Outside of Brexit and the upcoming election, it is easy to forget some important day to day requirements for 2020. With this in mind, it is easy to forget that a number of key day-to-day requirements still need business attention as we move into 2020.

HMRC introduced Making Tax Digital (“MTD”) for VAT in 2019. This applies to organisations that are VAT registered, as they have a turnover of more than £85,000, and aims to help make tax processes more efficient and effective and support the digital transformation. The level of success of this roll-out can be debated elsewhere, but it is fair to say that there remain key challenges for organisations to address. 

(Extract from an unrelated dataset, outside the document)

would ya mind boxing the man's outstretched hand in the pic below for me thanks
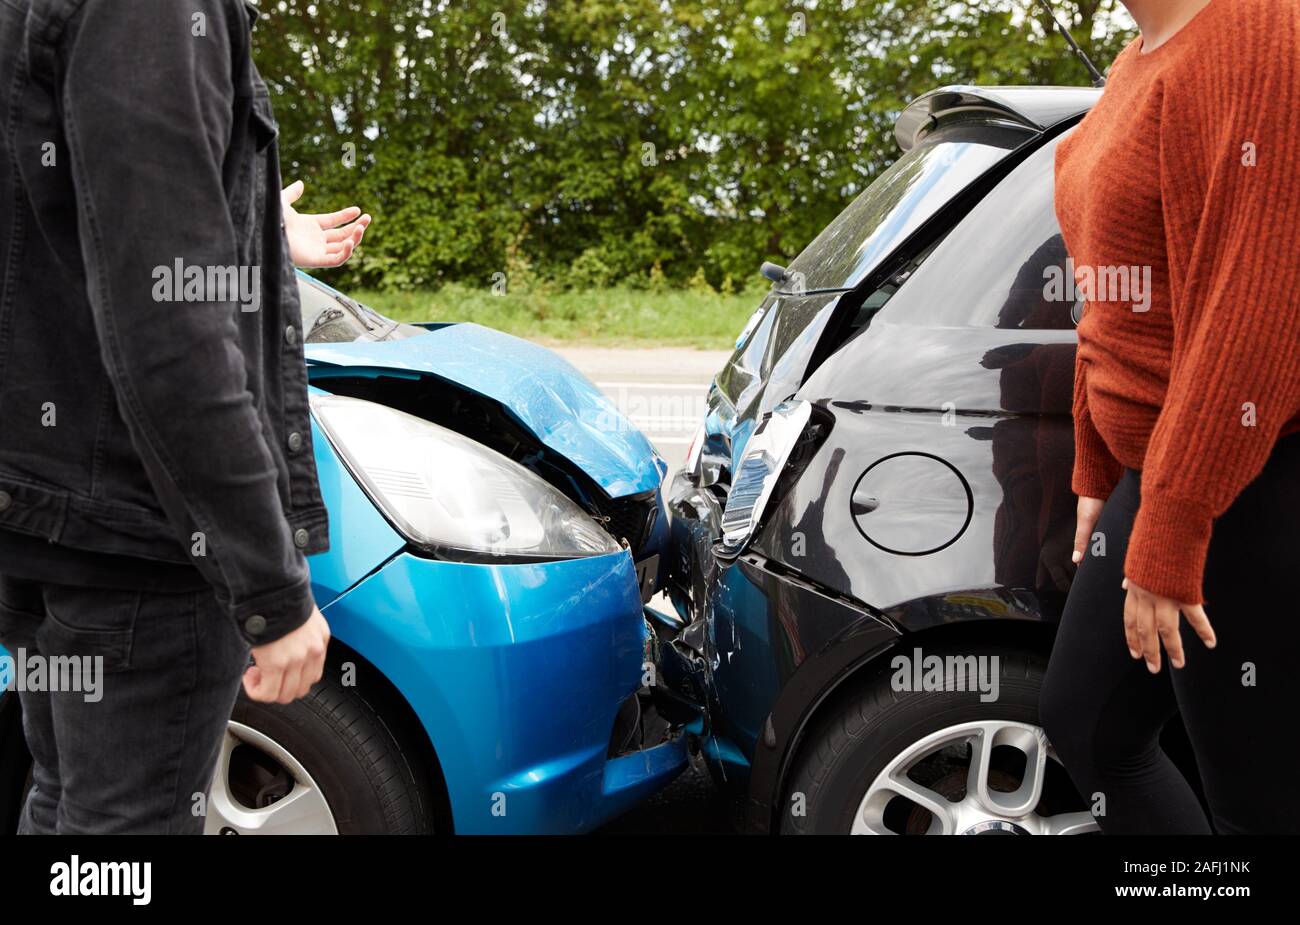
[281,180,371,269]
[243,606,331,704]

The three main elements of MTD include:

  • Digital submissions of VAT returns, via Application Programme Interface (API) software;
  • Digital links in systems and core processes; and
  • The maintenance of Digital Records.

The majority of VAT registered businesses had to ensure their VAT returns were submitted to HMRC via API software from April 2019, with some organisations granted extensions to comply. Now, the focus of the conversation is moving away from the API compliance position (commonly referred to as the first stage of MTD for VAT) to what is required in the background for overall compliance with the MTD initiative.

Looking ahead to 2020

HMRC will expect businesses to make progress in 2020 with the digital link requirement. A digital link is an electronic or digital transfer or exchange of data between software programs, products or applications. For MTD, you need digital links between the software programs, products or applications you use during the process of calculating your VAT liability.

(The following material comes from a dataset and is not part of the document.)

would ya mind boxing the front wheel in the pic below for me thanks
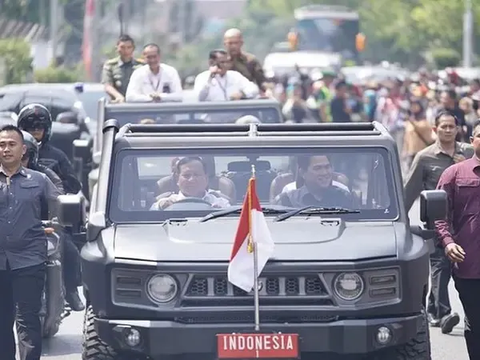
[82,306,147,360]
[376,310,431,359]
[82,306,118,360]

In theory, all software must be digitally linked to other pieces of software to create a ‘digital journey’ with a clear digital audit trail from the transactional data recorded in your accounting systems through to HMRC VAT submissions.

By removing the need for manual intervention, HMRC anticipates less errors in VAT submissions. This is an essential requirement for creating a digital audit trail and reducing the risk of error, together with the wider digital tax transformation piece.

However, HMRC have now recognised that for some organisations it may not be easy to create the digital link journey, for example due to legacy IT issues. Further extensions to the initial 12 month soft-landing period (from the start of period from initial API submission) may be possible. While every effort should be made, subject to qualifying conditions, additional time may be available to assist with this journey. In order to apply for an extension, it will be necessary to:

  • Submit a formal application to HMRC before the end of the soft-landing period;
  • Explain the reasons for the problems faced in creating a digital journey within the allotted period;
  • Provide details on the system challenges, together with legacy system details;
  • Outline a (reasonable!) timetable for compliance; and
  • State the controls that will be, or are, in place to manage manual intervention in the VAT return process in the meantime.

HMRC will review applications on a case by case basis. It is worth noting that this is not merely a VAT issue, VAT teams should be working closely with IT and software teams, together with external providers to ensure a joined-up approach to MTD. BHP is working with a number of organisations across the region in this area.

What else should be considered for VAT technology in 2020?

The way VAT and tax is managed in organisations continues to evolve and develop at pace. To align with the MTD initiative, we are also seeing businesses reviewing how they manage the interaction of VAT with the rest of the business in some of the following ways:

  • Focusing on eliminating manual processes across the organisation, not just in VAT processes. This will improve data quality and ensure the whole organisation is incentivised to assist with the digital journey;
  • Improving the quality of master data across the organisation, including in relation to suppliers, customers, materials and tax codes;
  • Embracing the switch to e-invoicing;
  • Aligning VAT and technology departments – particularly on the MTD journey; and
  • Reviewing use of current IT and legacy data systems – the major ERP players are now focusing on cloud based, innovative and efficient solutions.

There is clearly much to do, but the right focus on MTD in 2020 and the above key strategic priorities, will assist in the transition into the digital age for VAT.